DEV Community

Cover image for Improving Operational Excellence using Game Days
Gerald Stewart for AWS Community Builders

Posted on

Improving Operational Excellence using Game Days

A game day is a practice event that simulates a failure or outage so that you can test your systems, your processes and your team's response to remediate or act on that particular event.

AWS defines operational excellence as

The Operational Excellence pillar includes the ability to support the development and run workloads effectively, gain insight into their operations, and continuously improve supporting processes and procedures to deliver business value.

To me, game days go hand-in-hand with the Operational Excellence pillar of the Well-Architected framework. They are even explicitly called out under the anticipate failure design principle.
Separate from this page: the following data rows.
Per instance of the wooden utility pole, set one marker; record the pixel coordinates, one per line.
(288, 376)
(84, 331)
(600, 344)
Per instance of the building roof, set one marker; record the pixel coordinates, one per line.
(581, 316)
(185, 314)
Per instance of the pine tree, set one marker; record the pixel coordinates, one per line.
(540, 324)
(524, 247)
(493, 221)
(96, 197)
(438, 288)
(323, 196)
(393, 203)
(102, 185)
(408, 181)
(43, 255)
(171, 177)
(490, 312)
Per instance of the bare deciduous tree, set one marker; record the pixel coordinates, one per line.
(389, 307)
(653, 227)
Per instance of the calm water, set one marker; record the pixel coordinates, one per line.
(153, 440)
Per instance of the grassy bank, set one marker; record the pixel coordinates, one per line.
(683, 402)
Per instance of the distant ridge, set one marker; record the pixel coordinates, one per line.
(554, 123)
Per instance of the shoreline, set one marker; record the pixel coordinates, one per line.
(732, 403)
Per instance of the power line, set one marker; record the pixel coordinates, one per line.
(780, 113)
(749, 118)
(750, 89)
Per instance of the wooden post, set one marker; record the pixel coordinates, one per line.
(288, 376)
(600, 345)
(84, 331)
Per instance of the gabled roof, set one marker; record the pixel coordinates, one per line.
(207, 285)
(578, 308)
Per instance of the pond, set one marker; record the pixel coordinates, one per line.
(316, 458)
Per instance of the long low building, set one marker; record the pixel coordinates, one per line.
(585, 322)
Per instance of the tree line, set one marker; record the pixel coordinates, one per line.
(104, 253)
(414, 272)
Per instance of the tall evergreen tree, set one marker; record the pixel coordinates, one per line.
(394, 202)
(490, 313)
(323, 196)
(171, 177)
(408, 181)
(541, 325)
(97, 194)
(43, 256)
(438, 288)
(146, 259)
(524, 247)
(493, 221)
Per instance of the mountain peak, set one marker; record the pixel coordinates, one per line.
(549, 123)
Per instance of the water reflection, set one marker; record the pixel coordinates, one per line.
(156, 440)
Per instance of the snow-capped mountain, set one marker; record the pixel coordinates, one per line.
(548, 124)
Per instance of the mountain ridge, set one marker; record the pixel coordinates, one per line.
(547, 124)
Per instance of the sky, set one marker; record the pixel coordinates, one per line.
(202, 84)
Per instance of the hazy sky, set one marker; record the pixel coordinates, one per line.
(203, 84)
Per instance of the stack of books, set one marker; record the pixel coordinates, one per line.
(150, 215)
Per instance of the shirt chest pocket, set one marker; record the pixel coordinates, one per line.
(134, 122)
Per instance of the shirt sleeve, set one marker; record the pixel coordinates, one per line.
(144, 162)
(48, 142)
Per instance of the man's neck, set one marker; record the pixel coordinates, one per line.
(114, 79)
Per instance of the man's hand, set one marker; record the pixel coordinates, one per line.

I ran a few game-day scenarios earlier this year with my team to get them comfortable with the prospect of providing 24/7 on-call support for our applications.

However, I found it difficult to identify scenarios and even harder to accurately reproduce them in a not-so-obvious way.

At re:Invent this year, my favourite session of the week was on this exact topic. It wasn't recorded, so I'd like to share with you all what I took away from that session in this blog.


Examples of Game Day Events/Types

  • Security Incidents
  • Someone leaving the company/team
  • Infrastructure outage
  • Application outage

When should I run a Game Day?

Regular Cadence
Game days should be run regularly to help your team develop a muscle memory for incident response. Your company likely runs regular safety drills to ensure employees know what to do in the event of a fire, this is no different.

Architectural Changes
If you make substantial architecture or design changes to your application, it might also be worth running a game day to ensure all team members are aware of the changing points-of-failure to be aware of in applications.

Team Changes
Someone joining or leaving a team can have a big impact on the team's ability to resolve. Often team members become a "crutch" in these types of scenarios. If your star incident resolver leaves you to need to ensure the team is capable and confident in supporting your application.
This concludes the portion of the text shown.